Ischemia heart disease has drawn a lot of attention for being one of the largest globalize killer. Thus, many researchers intended to cure this disease by searching and investigating to discover new therapeutic products to overcome this problem. Hsp27 overexpression has been shown in many cases where heart muscle cells undergo ischemia/reperfusion conditions. Furthermore, the function of Hsp27 was revealed as it can bind to several apoptosis components to carry out its role as an anti-apoptosis protein. From the hypoxia condition for H9c2, PTD-Hsp27 were able to decrease 30% of apoptotic cells while there were more significant results shown in the primary myocyte cells where the reduction of apoptotic cells was about 40% compared to control. PTD-Hsp27 fusion proteins were also proved to be effective in protecting cells undergo apoptosis induced by either the extrinsic or intrinsic pathway.
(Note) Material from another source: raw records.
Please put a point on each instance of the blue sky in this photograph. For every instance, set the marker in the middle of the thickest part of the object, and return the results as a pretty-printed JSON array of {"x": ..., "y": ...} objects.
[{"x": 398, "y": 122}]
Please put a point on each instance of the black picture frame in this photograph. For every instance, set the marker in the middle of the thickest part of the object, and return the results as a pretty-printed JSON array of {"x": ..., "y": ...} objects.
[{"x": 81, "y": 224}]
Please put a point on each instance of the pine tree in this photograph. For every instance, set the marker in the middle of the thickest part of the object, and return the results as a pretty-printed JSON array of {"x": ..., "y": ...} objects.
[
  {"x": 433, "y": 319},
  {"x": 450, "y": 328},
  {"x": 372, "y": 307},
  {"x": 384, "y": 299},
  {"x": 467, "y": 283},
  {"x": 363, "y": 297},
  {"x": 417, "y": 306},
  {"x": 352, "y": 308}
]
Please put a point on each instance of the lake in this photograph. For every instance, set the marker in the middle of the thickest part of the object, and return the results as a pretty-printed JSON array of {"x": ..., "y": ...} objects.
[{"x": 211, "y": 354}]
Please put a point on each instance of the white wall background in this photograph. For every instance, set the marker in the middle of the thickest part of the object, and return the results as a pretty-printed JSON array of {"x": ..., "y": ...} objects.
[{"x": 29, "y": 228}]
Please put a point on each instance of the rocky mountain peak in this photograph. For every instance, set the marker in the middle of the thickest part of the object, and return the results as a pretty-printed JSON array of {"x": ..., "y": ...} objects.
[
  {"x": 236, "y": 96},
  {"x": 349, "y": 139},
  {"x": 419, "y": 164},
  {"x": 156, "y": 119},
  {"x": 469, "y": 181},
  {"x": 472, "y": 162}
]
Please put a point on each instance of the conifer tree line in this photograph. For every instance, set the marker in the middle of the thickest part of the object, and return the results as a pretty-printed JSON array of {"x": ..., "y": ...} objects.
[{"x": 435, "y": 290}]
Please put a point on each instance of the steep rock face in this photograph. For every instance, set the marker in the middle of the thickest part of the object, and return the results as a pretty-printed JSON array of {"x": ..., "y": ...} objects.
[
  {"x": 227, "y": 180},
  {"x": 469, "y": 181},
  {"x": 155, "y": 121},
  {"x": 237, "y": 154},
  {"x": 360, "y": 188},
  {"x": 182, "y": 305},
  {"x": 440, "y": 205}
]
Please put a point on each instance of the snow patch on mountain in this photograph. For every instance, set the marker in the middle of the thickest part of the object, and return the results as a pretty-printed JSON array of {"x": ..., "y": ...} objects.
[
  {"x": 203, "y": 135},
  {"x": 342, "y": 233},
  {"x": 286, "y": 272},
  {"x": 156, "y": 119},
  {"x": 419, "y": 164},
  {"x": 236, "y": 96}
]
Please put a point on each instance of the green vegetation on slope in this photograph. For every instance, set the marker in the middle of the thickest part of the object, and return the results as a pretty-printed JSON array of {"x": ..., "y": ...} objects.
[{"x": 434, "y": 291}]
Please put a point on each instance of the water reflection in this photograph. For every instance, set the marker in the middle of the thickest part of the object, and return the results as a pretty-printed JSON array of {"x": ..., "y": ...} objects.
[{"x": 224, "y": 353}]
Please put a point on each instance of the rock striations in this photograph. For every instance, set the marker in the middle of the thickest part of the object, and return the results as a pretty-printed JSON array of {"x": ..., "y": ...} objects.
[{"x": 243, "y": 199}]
In the intrinsic apoptosis pathway tested with staurosporine, 34% and 67% of reduction in caspase-3 activity compared to control was shown after the treatment with Tat-Hsp27 and 11R-Hsp27 respectively. Intriguingly, Tat-Hsp27 and 11R-Hsp27 significantly reduced apoptotic cells in the hypoxia mimicking agent, cobalt chloride induced extrinsic pathway up to 52% and 76% respectively. Therefore, it was proved that the PTD-Hsp27 was more effective in interrupting at the extrinsic apoptosis pathway. Overall, this research demonstrated promising results for the treatment of ischemia heart disease with the treatment of PTD-Hsp27.